Roulée dans la farine

En filigrane de la dépression postnatale de Sally, dont les paroles irréfléchies à propos de son poupon, Jack, lui ouvrent grandes les portes du service de psychiatrie — le personnel médical doute de ses capacités à être une bonne mère — , Une relation dangereuse évoque le culte de la maternité dans une société carburant à la performance. Paradoxe moderne : les statistiques prouvent qu’en Occident, en 2003, on lègue encore la part du lion aux hommes. « La pression sur les femmes est énorme. Dans tous les magazines, on trouve un fascisme maternel. On vous dit qu’on peut avoir une carrière et être mère, et qu’après la naissance d’un enfant, vous allez devenir une mère exceptionnelle, que vous ressentirez immédiatement un grand amour pour votre enfant. C’est faux ! Je me souviens de ma femme qui, au début, était ambiguë. Et elle avait raison ; notre vie a changé après la naissance de nos deux enfants », avoue le romancier, qui écrit à Londres, où il vit avec sa famille depuis 1988, à Paris, où il possède un appartement dans le 6e arrondissement, et à Banff, où il se réfugie chaque année dans une petite cabane dans les bois.
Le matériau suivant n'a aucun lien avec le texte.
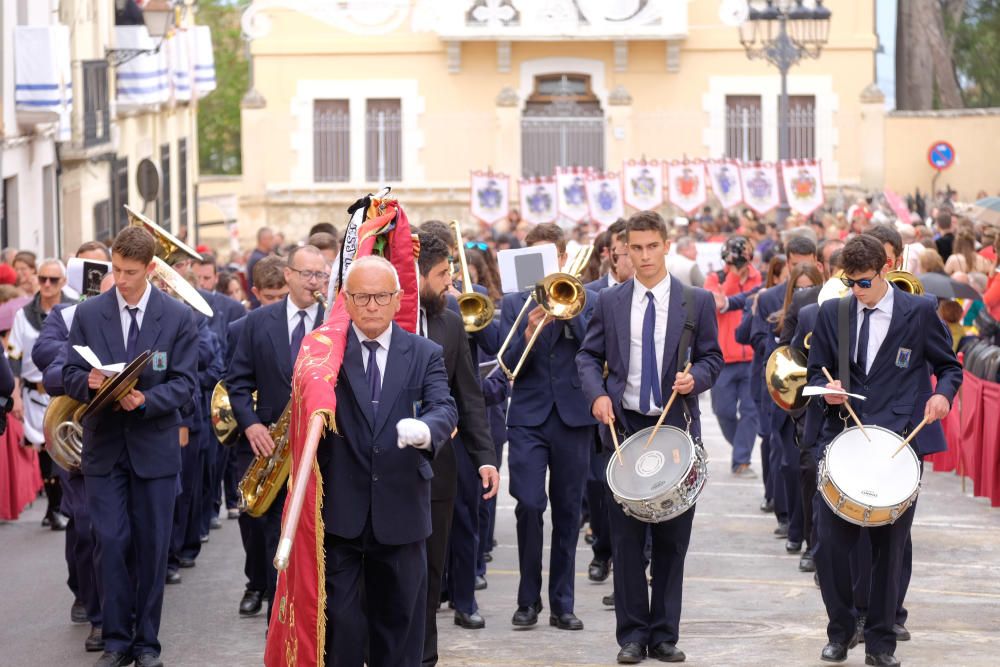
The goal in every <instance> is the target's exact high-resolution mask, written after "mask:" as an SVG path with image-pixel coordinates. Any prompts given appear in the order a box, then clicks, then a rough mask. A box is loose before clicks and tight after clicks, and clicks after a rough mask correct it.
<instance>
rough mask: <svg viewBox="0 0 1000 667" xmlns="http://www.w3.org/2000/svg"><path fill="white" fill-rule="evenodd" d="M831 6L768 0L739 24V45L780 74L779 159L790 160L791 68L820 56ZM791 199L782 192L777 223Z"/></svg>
mask: <svg viewBox="0 0 1000 667" xmlns="http://www.w3.org/2000/svg"><path fill="white" fill-rule="evenodd" d="M830 16H831V12H830V10H829V9H827V8H826V7H824V6H823V0H815V6H813V7H807V6H806V5H805V3H804V2H803V0H767V3H766V4H765V5H764V6H763V7H761V6H759V4H758V6H756V7H750V9H749V12H748V13H747V15H746V17H747V18H746V20H745V21H743V22H742V23H741V24H740V26H739V30H740V44H742V45H743V48H744V49H745V50H746V52H747V58H749V59H750V60H758V59H761V60H766V61H767V62H769V63H771V64H772V65H774V66H775V67H777V68H778V71H779V72H780V73H781V98H780V100H779V103H778V158H779V159H781V160H787V159H788V158H789V157H790V156H789V145H790V144H791V135H790V131H789V127H788V70H789V69H791V67H792V65H795V64H796V63H798V62H799V61H800V60H802V59H803V58H819V54H820V51H822V49H823V47H824V46H825V45H826V43H827V41H828V39H829V36H830ZM788 210H789V209H788V199H787V198H786V196H785V194H784V193H782V196H781V205H780V206H779V207H778V219H777V221H778V225H779V226H782V225H784V223H785V220H786V219H787V218H788Z"/></svg>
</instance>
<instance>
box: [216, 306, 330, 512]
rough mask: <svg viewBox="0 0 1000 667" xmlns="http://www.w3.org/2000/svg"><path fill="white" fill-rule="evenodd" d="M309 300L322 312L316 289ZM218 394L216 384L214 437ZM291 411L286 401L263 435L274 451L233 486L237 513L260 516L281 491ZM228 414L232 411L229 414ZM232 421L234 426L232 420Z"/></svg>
mask: <svg viewBox="0 0 1000 667" xmlns="http://www.w3.org/2000/svg"><path fill="white" fill-rule="evenodd" d="M313 298H314V299H316V303H318V304H320V305H321V306H323V309H324V310H326V307H327V306H326V297H325V296H324V295H323V293H322V292H320V291H319V290H316V291H315V292H313ZM218 391H219V385H216V388H215V391H214V392H213V393H212V429H213V431H215V434H216V436H218V435H219V431H218V430H217V429H216V419H215V418H216V411H215V406H216V401H215V394H216V392H218ZM222 391H223V392H225V387H222ZM219 403H220V405H221V404H222V401H221V399H220V401H219ZM225 404H226V405H227V406H228V405H229V394H228V393H226V394H225ZM291 408H292V402H291V401H290V400H289V401H288V405H286V406H285V409H284V410H283V411H282V413H281V416H280V417H278V421H276V422H274V423H273V424H271V425H270V426H268V427H267V432H268V434H269V435H270V436H271V440H273V441H274V451H273V452H271V455H270V456H255V457H254V459H253V462H251V463H250V467H248V468H247V471H246V473H245V474H244V475H243V479H241V480H240V483H239V486H238V487H237V488H238V489H239V492H240V499H239V506H240V510H242V511H244V512H246V513H247V514H249V515H250V516H253V517H259V516H263V515H264V513H265V512H267V510H268V508H270V507H271V504H272V503H273V502H274V499H275V498H276V497H277V495H278V491H279V490H281V487H282V486H284V485H285V482H286V481H287V480H288V473H289V472H290V471H291V468H292V448H291V446H290V443H289V441H288V424H289V421H290V419H291ZM231 415H232V412H230V416H231ZM220 416H221V414H220ZM233 421H234V423H235V419H234V420H233ZM220 440H221V437H220Z"/></svg>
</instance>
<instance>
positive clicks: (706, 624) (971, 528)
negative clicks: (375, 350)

Traitée aux antidépresseurs, Sally réintègre enfin le foyer après un long séjour à l’hôpital et apprivoise son quotidien de maman à plein temps. Ça ne va pas trop mal jusqu’à un voyage express aux États-Unis. Partie épauler sa sœur dont l’ex-mari vient de mourir, elle trouve à son retour une maison vidée des effets de ses mari et fils. Sa vie s’écroule comme un château de cartes ; en compagnie de sa richissime maîtresse, Tony a manigancé le rapt du petit. Il en réclame la garde sous prétexte que sa récente épouse n’est plus saine d’esprit. Effondrée et démunie, Sally entreprend une bataille juridique de longue haleine. Au fil des mois, elle ne verra son bébé qu’une fois par semaine, mais cela suffira à réveiller en elle le sentiment maternel. Entre-temps, l’Américaine se sera acclimatée au pays de Galles : un boulot de correctrice, une voisine devenue confidente, un avoué timide mais férocement efficace et une avocate brillante révéleront le vrai visage de celui qu’elle croyait connaître… et aimer. Le thème de la culpabilité constituant sans contredit l’un des fils conducteurs du roman, le lecteur ne sera pas surpris d’apprendre que Kennedy a relu Madame Bovary, de Gustave Flaubert, avant d’entreprendre l’écriture d’Une relation dangereuse. Heureusement, l’épilogue est ici plus heureux.